What we saw in 2015 was a natural rediscovery of what we always liked about print, what we forgot we liked, and what still we miss about it.  We miss holding books, and physically shopping in real time for them, and are tired of passwords, accounts, screens, batteries, and other technical things that interfere with digital reading. We want to be reading sometimes without any distraction.

This rediscovery occurred across many segments reminding us what makes print special, and why we like it.  Young people asserted their preference for print as a medium.

They don't take print for granted. They prize it. 

Science produced more reasons to why we should read from it.  Reading from print helps the brain form mental maps. Plus other intangibles like a lack of distractions, improved focus, slower reading, all that add up to improve comprehension. Paper beats digital, in many ways. The classroom is better off with print.

Overly complicated and overpriced educational materials, usually incorporating some kind of technical feature to restrict resale- led to a popular movement in 2015 for Open Textbooks and Open Educational Resources.

Publishers have complicated the simple print textbook and turned it into in a Star Trek Borg-like mutation of log-ins, access codes, and short life spans.

This year, we found that Open products have a great future in the classroom because they are as good or better than traditional materials, and easier to distribute to the students, and easier for them to print if they prefer to consume them that way.

The American College Textbook Act was passed as a result. The White House joined in. Faculty members like Alain Bourget rebelled against the publisher's textbook racket and stood his ground against the department head's decision and chose an Open Textbook for his course that was as good as the one required, and was free.

Other instructors reevaluated their own selections for course materials, and others took to creating their own OERS, some from grants.  The printed coursepack came back too.

Print is still the killer app for education. It gets the job of learning done better than anything.

Despite all of the hype to digitize learning, American College students said they would rather study with real books. And prefer to buy print versions when offered. The laptop in the classroom shows a decrease in student performance, while handwriting produces a positive impact, and preferred result. Print isn't just "old-school," it is school.

2015 saw new bookstores (& new hybrids) pop-up serving both new and used book markets-for the first time in a long time- while Ebook sales slowed or dropped (depending on who you ask) for the first time in that period. The ebook service Oyster closed it's shop. Printed books sales went up.

Print as a sustainable & renewable industry was focused on- it's not a depleting resource, but the opposite. Print depends on paper, an industry as green as they come. Use it, enjoy it.

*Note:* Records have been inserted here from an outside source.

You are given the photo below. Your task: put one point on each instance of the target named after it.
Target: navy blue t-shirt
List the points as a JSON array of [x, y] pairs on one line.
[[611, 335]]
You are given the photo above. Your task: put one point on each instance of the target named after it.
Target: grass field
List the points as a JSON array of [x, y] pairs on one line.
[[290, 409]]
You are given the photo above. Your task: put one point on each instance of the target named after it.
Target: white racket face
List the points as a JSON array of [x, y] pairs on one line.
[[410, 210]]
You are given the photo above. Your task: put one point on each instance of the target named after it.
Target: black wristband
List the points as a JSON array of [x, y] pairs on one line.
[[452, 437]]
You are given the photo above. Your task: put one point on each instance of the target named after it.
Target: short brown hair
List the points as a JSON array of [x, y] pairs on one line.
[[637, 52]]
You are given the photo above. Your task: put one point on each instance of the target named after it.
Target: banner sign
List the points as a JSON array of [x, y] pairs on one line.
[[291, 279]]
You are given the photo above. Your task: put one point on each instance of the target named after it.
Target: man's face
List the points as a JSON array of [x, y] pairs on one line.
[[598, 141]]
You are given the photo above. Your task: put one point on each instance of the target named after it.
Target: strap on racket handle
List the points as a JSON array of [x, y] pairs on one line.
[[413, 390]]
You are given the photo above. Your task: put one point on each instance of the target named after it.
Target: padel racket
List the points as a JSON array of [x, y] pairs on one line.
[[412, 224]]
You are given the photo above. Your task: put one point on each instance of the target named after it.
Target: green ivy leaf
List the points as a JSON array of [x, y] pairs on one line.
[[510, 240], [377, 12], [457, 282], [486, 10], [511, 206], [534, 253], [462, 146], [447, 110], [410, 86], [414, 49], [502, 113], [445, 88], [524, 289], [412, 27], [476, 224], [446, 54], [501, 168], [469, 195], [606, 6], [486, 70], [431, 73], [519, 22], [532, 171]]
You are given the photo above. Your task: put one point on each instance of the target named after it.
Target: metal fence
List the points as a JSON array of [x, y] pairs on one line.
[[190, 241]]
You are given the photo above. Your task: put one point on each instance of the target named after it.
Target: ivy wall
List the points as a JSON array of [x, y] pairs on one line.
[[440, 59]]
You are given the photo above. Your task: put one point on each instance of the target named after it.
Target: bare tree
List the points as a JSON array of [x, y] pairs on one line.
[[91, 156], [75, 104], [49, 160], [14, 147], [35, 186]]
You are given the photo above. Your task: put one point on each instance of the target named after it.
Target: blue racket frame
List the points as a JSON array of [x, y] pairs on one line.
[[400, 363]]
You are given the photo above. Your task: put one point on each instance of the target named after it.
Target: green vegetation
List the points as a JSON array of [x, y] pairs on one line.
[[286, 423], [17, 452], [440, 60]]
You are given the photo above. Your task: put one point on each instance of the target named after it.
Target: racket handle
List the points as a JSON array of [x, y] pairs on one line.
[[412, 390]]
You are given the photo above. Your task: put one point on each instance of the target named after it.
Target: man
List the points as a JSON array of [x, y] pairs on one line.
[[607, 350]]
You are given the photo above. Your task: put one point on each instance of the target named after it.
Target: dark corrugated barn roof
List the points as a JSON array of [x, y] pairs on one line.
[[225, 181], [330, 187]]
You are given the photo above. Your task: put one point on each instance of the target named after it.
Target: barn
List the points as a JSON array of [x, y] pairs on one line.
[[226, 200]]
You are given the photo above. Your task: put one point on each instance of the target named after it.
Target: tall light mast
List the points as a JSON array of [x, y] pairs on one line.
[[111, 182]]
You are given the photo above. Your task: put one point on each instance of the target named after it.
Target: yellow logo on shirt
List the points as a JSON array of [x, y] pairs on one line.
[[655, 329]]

Marketers noticing this brought back print into luxury marketing. Print evokes an emotional impact on the reader that enhances the subject matter. The catalog and the magazine returned with a freshness that was appealing. Plus the 'Zine returned. People want print.

We also saw the 25th anniversary of the device that simplified printing, and connected the printer to the computer. The Xerox Docutech. This device started a movement that simplified the process for printing not seen since Gutenberg, the benefits of which have now extended to nearly every printshop and every piece of printed material.

So that brings us to "The Martian." Assuming that the value of every item launched is weighed against it's weight, we found it fascinating to see a simple 3 ring binder get screen time as a solution to one of the highest priority problems on the Red Planet. Print is Portable. No batteries required.

What 2015 tells us is that print as a format isn't going away anytime soon, and in our opinion, shows how print can continue to grow as its features are rediscovered.

None of this is a coincidence. Print is Good.